Pro Tip: In trust investing, an outdoor recreation asset should be evaluated like a hybrid of real estate, operating business, and weather-hedged cash-flow stream. If you only underwrite the dirt, you are missing half the risk.

1. Why Outdoor Recreation Assets Show Up in Trust Portfolios

Income Potential and Asset Backing

Many trustees are drawn to outdoor recreation assets because they can offer current income, asset backing, and some inflation sensitivity. RV parks, glamping resorts, cabins, and amenity-heavy campgrounds often sit on land that may appreciate over time, while the operating business generates recurring fees from nightly stays, memberships, storage, rentals, or ancillary spending. That mix can be appealing in a trust context where beneficiaries want cash flow without relying solely on public markets. Compared with a pure operating company, the land itself can provide a partial downside buffer.

However, the income stream is only as reliable as occupancy, local demand, and management discipline. A beautifully located park with weak revenue management can underperform a modest property with strong systems. For trustees, this makes operating metrics just as important as deed records and title reports. If you need a broader framework for evaluating business operations, the principles in data governance and traceability apply surprisingly well to hospitality-style recreation assets.

Why the Category Is Broader Than RV Parks

Outdoor recreation is not limited to motorhome pads and hook-up stations. It includes glamping, adventure lodging, canoe/kayak launches, park concessions, boutique campgrounds, trail-adjacent retail, equipment rental businesses, and hospitality assets built around destination travel. Some trusts also consider adjacent assets like storage for RVs and boats, or parking and access systems at recreation sites. The investment thesis may differ, but the core fiduciary analysis is similar: stable demand, enforceable controls, legal compliance, and exit liquidity.
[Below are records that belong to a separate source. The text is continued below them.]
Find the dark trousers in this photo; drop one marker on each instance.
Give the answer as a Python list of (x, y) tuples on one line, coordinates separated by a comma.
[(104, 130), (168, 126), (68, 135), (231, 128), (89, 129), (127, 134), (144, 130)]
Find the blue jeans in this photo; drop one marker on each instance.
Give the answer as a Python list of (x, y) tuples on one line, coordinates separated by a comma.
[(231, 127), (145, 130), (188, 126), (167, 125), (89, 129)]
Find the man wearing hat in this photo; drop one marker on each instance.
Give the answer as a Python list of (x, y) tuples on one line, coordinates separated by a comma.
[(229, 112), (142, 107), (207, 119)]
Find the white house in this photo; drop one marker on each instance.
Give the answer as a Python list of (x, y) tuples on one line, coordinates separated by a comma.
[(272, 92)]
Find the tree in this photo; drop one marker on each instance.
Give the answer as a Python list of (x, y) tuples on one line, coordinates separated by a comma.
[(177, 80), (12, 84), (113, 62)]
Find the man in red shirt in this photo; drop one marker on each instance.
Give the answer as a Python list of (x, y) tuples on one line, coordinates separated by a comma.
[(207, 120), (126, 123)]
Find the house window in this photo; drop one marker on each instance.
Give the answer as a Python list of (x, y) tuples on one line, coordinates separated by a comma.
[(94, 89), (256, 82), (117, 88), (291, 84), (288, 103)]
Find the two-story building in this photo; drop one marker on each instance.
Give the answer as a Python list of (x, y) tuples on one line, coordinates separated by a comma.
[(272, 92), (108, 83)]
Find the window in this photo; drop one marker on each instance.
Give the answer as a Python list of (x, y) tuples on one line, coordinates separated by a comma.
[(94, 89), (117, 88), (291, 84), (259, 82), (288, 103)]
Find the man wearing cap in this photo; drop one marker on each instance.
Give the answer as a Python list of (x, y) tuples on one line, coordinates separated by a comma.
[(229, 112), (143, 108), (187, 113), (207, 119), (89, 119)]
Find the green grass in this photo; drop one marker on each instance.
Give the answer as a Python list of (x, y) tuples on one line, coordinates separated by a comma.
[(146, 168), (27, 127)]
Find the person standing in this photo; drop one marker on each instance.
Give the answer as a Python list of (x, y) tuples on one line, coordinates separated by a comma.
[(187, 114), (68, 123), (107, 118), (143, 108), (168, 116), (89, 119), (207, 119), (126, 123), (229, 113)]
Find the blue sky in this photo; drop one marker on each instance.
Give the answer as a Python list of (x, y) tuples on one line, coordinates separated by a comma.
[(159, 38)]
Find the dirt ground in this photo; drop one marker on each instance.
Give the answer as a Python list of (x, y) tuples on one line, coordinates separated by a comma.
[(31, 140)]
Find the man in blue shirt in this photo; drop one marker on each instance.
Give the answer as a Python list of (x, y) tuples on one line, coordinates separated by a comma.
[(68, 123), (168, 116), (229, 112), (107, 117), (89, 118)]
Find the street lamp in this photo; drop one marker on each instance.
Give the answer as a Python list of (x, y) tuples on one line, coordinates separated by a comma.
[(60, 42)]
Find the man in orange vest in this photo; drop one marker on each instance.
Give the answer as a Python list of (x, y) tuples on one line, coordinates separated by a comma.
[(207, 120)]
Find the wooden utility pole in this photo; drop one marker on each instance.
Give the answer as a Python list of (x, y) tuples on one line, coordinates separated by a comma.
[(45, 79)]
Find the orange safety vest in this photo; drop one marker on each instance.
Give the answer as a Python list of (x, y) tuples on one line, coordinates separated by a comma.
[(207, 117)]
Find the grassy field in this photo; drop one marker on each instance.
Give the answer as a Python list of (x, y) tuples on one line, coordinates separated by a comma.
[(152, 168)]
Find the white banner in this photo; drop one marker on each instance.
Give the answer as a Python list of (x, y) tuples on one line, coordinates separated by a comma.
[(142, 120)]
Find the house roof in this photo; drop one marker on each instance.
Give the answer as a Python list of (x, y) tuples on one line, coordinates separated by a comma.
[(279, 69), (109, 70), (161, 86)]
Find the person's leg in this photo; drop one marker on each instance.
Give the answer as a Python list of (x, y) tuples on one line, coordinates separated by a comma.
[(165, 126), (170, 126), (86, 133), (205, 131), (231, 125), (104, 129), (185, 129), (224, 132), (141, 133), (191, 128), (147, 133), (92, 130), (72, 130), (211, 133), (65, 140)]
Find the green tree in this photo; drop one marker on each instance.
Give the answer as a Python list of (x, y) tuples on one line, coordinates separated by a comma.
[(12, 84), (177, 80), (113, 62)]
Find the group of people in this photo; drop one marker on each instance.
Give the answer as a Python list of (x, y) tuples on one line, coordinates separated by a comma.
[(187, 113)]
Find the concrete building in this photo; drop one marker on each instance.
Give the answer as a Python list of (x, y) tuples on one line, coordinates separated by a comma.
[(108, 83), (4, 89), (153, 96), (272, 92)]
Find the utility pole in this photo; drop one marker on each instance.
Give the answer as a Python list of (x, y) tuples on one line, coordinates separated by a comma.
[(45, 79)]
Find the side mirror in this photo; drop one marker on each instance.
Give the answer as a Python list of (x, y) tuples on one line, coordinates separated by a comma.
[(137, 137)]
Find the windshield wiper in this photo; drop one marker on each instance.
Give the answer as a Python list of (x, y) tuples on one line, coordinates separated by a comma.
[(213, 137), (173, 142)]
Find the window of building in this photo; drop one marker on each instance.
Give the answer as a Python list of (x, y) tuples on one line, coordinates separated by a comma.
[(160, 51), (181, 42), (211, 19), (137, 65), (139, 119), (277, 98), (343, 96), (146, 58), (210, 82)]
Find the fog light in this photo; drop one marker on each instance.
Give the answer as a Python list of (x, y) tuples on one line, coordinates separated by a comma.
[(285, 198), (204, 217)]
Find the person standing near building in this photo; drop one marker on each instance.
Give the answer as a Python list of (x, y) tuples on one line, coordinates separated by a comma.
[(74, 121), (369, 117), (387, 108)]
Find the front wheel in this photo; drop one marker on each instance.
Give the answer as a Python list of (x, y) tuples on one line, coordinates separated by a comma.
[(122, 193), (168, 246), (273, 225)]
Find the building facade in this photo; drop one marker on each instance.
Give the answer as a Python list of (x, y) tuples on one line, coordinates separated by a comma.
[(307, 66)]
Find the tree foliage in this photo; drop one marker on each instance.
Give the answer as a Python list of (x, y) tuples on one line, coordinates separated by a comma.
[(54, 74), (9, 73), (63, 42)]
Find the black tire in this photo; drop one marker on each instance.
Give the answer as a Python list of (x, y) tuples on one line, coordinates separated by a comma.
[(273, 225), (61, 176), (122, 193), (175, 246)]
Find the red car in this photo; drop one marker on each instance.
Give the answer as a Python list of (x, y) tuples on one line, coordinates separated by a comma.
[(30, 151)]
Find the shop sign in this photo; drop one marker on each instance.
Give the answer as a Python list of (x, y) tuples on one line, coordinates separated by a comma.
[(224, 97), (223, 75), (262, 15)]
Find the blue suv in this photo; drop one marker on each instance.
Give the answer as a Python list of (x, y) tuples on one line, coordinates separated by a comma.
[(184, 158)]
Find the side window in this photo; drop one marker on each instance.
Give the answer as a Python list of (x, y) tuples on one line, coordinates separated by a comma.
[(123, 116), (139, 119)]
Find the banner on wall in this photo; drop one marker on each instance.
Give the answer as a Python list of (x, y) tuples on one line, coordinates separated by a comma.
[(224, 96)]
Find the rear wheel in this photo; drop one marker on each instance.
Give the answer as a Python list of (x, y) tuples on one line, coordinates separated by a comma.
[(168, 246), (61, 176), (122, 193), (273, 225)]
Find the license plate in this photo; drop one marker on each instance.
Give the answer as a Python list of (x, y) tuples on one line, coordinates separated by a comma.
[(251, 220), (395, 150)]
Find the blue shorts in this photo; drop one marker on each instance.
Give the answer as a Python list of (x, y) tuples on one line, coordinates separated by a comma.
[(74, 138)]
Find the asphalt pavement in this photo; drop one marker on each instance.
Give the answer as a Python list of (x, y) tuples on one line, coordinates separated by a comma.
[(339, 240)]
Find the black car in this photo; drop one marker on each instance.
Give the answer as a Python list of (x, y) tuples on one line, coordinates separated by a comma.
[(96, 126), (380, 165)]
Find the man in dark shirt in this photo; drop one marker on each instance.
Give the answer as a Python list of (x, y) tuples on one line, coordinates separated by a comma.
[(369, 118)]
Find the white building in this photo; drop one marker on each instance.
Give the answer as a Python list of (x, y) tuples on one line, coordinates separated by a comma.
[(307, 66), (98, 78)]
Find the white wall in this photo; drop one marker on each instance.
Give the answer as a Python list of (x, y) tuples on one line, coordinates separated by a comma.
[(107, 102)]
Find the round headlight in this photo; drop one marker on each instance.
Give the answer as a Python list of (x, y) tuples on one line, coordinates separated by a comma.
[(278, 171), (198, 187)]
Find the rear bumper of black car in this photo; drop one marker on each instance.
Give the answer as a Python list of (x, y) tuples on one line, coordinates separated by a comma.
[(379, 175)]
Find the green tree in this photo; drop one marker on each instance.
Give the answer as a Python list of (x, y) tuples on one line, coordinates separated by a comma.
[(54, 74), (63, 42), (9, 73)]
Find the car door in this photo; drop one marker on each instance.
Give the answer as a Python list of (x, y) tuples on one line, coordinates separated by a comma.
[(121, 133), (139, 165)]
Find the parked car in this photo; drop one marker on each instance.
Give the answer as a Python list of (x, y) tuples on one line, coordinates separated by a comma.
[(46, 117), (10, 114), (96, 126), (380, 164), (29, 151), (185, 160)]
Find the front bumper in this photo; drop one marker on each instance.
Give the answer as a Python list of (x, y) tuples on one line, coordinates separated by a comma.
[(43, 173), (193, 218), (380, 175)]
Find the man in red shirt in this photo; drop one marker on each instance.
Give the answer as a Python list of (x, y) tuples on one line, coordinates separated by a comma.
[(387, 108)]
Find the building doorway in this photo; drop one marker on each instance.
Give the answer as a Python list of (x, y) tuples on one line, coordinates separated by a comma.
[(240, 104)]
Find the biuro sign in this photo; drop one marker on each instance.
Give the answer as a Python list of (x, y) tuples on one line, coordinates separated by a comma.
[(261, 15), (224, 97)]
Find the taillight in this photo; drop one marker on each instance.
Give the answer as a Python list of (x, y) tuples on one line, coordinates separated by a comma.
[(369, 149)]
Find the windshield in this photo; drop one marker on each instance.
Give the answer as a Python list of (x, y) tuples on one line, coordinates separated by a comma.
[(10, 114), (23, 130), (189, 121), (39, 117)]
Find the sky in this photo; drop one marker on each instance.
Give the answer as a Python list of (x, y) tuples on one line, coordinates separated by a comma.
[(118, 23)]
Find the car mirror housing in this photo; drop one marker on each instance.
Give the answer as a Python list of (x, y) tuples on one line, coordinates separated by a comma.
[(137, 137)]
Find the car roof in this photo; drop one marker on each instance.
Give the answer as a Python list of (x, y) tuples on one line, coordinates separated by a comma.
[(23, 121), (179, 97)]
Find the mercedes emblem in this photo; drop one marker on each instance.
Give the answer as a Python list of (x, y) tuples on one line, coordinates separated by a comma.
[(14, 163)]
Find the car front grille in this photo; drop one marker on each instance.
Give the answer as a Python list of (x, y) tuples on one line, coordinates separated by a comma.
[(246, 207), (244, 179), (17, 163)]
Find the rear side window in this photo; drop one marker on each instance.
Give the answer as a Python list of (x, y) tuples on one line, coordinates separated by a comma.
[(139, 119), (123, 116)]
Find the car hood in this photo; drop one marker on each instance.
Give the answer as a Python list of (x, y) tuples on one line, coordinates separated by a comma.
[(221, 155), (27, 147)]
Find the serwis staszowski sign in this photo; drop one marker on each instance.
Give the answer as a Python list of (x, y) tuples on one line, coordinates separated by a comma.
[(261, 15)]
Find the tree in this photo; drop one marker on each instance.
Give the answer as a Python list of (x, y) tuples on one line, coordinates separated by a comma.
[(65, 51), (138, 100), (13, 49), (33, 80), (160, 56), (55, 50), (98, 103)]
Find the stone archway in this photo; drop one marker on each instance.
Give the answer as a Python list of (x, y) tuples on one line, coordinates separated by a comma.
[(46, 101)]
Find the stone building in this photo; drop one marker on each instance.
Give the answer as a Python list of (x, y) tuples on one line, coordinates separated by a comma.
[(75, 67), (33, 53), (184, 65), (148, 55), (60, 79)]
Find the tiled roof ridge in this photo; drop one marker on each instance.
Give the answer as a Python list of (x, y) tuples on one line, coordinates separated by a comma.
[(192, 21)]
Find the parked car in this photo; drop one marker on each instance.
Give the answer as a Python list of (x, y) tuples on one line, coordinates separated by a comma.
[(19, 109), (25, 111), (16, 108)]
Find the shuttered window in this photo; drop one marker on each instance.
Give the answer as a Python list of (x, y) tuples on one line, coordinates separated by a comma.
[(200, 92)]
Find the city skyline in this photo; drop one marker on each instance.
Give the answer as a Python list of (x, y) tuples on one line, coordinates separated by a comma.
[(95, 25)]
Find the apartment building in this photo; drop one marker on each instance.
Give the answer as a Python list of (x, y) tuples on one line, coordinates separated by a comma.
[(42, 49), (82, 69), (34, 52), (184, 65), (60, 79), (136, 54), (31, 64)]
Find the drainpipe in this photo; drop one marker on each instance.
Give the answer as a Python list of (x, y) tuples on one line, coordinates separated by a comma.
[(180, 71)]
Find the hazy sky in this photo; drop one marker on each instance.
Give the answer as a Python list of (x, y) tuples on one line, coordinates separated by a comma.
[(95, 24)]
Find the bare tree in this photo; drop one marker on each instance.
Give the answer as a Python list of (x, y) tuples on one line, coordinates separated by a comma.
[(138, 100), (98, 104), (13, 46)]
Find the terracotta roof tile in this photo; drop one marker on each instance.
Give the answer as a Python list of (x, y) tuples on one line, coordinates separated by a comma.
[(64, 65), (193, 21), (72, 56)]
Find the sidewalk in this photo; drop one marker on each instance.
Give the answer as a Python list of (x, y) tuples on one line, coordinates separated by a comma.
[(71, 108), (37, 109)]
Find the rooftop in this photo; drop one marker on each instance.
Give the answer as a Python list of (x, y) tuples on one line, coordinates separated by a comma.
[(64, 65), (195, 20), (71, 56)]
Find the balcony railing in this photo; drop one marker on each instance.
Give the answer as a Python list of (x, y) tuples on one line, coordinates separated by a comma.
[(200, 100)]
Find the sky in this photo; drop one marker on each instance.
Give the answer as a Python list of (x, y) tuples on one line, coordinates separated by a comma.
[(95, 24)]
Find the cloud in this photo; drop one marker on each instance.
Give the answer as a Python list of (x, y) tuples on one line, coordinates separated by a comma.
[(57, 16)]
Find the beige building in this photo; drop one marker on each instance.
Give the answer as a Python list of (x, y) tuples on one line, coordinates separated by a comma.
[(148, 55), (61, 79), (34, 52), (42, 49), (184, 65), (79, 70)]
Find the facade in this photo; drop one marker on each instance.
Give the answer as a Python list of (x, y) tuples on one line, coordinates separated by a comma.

For example, local access infrastructure can matter as much as the leisure concept itself. A trust considering a destination property should understand how the site interacts with traffic patterns, parking management, and guest flow, especially if the business relies on day visitors. The lesson from parking management platforms is that operational friction can either increase revenue or suppress it. In outdoor leisure, the line between convenience and bottleneck is often the difference between a strong season and a weak one.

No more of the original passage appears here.